Ledwidge's opening lines, "All the dead kings came to me At Rosnaree, where I was dreaming" are suggestive that he is familiar with that location's mythic and perhaps even historic significance. Perhaps the dead High King Cormac Mac Airt was one of those of whom he writes.

"There was a sound like moving shields In high green fields and the lowland furrow." Was Ledwidge, perhaps, describing the sound of the enchanted army of Rosnaree being awakened?

"A loud tramp of men We'll hear again at Rosnaree." Granted, Ledwidge was in the battlefields of the Great War, and although he says he is dreaming at Rosnaree, the bomb wakes him to the reality that he is, in fact, in Picardy. Nevertheless, it's an interesting speculation that he was perhaps reflecting upon cultural aspects of his homeland. Rosnaree would have been visible just across the Boyne Valley from his home at Janeville, east of Slane. Interestingly, Rosnaree is a name that comes from the Irish Ros na Ríogh, meaning "wood of the kings".(6)

Had Francis Ledwidge heard the story of the sleeping army of Rosnaree, and did he incorporate it into The Dead Kings? One might never know.(7)

However, the final lines of his poem are sadly prescient. "A bomb burst near me where I lay." He was killed on July 31st, 1917.

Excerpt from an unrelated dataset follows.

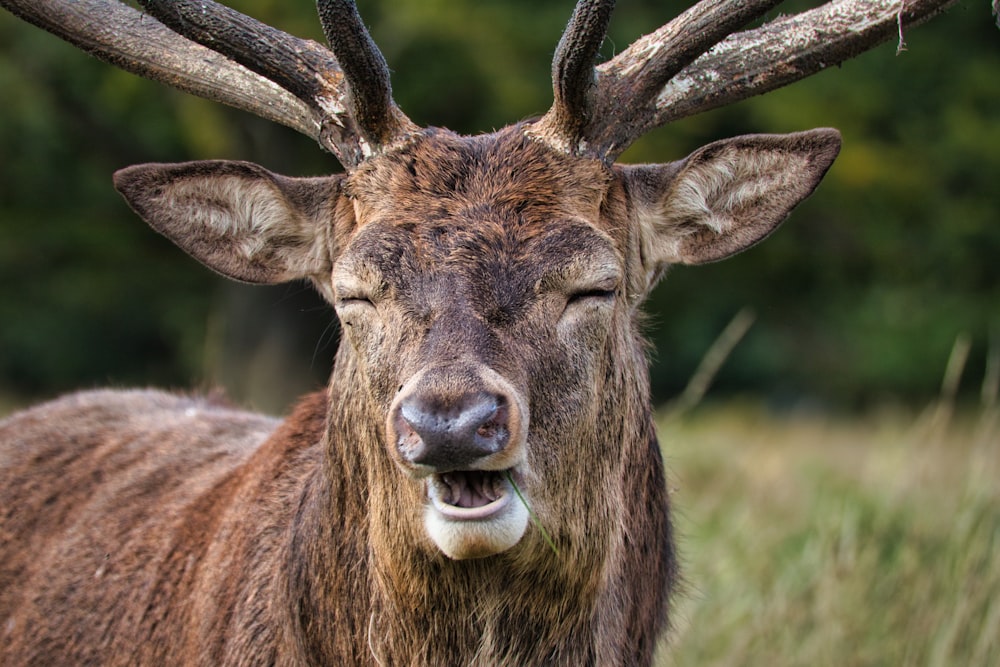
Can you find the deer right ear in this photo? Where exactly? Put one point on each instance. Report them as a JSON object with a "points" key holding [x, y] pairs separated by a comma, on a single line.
{"points": [[237, 218], [726, 196]]}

(2) Marsh, Richard (2013), Meath Folk Tales, The History Press Ireland, p.164.
(3) A similar version, from the same original source (Johnny Murray) can be found in the Schools' Collection here:
(7) It must be pointed out here that I am not well versed in the life of Ledwidge, and have not researched it in any scholarly way. If it should transpire that someone has written of  Ledwidge's inspiration for The Dead Kings and can answer my speculation either positively or negatively, I will be duly obliged/embarrassed (delete as appropriate!)